Hasta aquí ha llegado la ignominia -ésta sí, directamente relacionada con nuestra vergüenza– propalada sin pudor por los medios más prestigiosos y poderosos durante décadas de democracia. Divulgación debida a una pura cuestión electoral, absolutamente miope, que se ven incapaces (si es que lo quisieran, que lo dudo) de revertir. Porque no tienen poder para enarbolar otro programa/discurso sin dejar de ser creíbles (para sus talegones y talegonas, para los y las que han adquirido bajo la férula discursiva socialista su no menos ridícula que inamovible identidad de voto) o sin que les coma Podemos la tostada. Y la mantendrán y no la enmendarán. Y saben, porque deben saberlo, que nos conducen al precipicio mientras nos tachan de exagerados o exaltados para que nadie les pida cuentas por el suicidio colectivo al que nos abocan; y saben, y lo saben de sobra, que en el fondo son unos miserables a sueldo. Los que dirigen el timón y los que no se plantan.
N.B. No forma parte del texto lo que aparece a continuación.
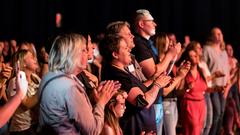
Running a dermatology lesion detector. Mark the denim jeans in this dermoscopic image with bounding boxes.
[203,93,213,135]
[154,104,163,135]
[163,98,178,135]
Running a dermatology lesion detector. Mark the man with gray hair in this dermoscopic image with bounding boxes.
[133,9,181,135]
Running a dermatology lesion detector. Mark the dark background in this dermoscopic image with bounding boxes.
[0,0,240,57]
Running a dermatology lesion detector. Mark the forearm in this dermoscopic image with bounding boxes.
[143,79,153,87]
[0,94,21,128]
[41,63,48,78]
[144,83,161,108]
[163,76,182,96]
[156,54,172,73]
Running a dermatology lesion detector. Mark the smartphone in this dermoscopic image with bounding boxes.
[15,60,20,73]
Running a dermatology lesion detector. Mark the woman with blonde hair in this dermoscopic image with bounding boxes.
[101,91,128,135]
[39,34,119,135]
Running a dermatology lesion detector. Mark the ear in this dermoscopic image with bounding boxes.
[112,52,118,59]
[138,20,144,28]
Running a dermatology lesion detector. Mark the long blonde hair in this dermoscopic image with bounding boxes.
[49,33,86,73]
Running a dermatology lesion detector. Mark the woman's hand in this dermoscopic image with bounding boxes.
[16,71,28,99]
[94,80,121,106]
[154,73,171,88]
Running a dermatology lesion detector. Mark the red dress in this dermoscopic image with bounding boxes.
[181,72,207,135]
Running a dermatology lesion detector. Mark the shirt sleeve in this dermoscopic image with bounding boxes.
[66,86,104,135]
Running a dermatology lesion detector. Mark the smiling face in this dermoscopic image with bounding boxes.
[23,52,38,72]
[142,16,157,36]
[118,25,135,49]
[114,39,131,66]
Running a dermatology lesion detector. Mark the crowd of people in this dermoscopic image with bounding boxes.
[0,9,240,135]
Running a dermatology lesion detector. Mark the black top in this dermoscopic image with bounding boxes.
[132,34,159,64]
[103,65,156,135]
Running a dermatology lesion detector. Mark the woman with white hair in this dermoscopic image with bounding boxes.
[39,34,119,135]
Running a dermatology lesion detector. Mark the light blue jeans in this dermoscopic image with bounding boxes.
[163,98,178,135]
[153,104,163,135]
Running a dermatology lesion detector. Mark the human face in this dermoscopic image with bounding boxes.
[226,44,233,57]
[195,43,202,56]
[113,94,126,118]
[188,50,199,65]
[142,17,157,36]
[168,34,177,46]
[119,25,135,49]
[116,39,131,66]
[79,42,89,69]
[23,52,38,72]
[213,28,223,43]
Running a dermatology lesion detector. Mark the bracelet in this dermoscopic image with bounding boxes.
[154,82,162,89]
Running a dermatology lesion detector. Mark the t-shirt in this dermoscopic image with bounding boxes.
[132,34,159,64]
[184,72,207,100]
[103,65,156,135]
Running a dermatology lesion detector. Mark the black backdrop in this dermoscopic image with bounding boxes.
[0,0,240,57]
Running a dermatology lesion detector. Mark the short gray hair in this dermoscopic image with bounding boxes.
[134,9,154,31]
[49,33,86,74]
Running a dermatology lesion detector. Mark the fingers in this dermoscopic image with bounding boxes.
[156,74,171,87]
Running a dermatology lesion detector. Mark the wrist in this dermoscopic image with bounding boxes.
[153,82,162,89]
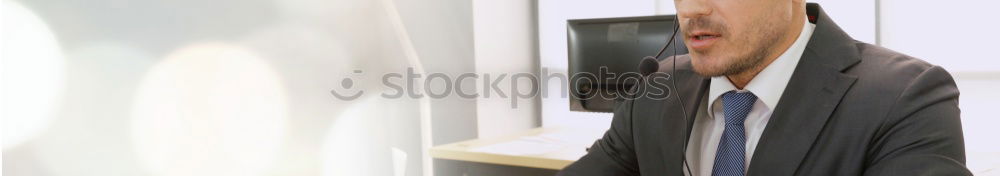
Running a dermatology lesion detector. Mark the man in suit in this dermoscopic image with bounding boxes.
[560,0,971,176]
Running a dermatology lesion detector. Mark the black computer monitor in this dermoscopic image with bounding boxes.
[567,15,687,112]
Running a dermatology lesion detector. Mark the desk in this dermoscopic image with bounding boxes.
[430,128,605,170]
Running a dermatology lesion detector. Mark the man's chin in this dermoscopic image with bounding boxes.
[691,54,725,77]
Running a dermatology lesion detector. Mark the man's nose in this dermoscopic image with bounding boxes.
[674,0,712,19]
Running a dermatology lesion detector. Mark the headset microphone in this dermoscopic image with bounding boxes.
[632,15,694,175]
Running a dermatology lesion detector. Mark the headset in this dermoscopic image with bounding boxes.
[631,15,694,175]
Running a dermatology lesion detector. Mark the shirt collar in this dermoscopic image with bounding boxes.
[708,17,816,117]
Lo que pretenden hacer con el Valle de los Caídos, no nos engañemos, es convertirlo en el gran lazo amarillo marca PSOE. El lazo con el que ahogar al adversario (ya enemigo, puesto que es más adverso que los declarados enemigos del Estado) y con el que ahondar en la exclusión social de la derecha, crucificándola en lo alto del monte, a ojos de todos, asegurándose de que su voto no se revelará en vano. Miseria del pepero. Sin embargo, lo que ese Valle (del que sobra Franco, sin duda, pero buscando las mayorías y usando los procedimientos adecuados si es que el papel crítico y emancipador de la memoria les importara algo) debe representar no puede ser sino el recuerdo del horror al que conduce el sectarismo, la apropiación sustantiva (opuesta a la versión procedimental) de la democracia, el frentismo, la falta de neutralidad administrativa, la patrimonialización, una vez alcanzado el poder, del suelo público (esos lazos, cruces, carteles y ‘non gratos’…) y de la esfera pública.
Si se mirara bien en el Valle, hoy el PSOE se vería mucho más a sí mismo que al PP. Y desde luego vería con qué clase de energúmenos se ha aliado. Mañana no sé qué se verá. Piénsenlo un poco. Y piénsenlo desde la izquierda.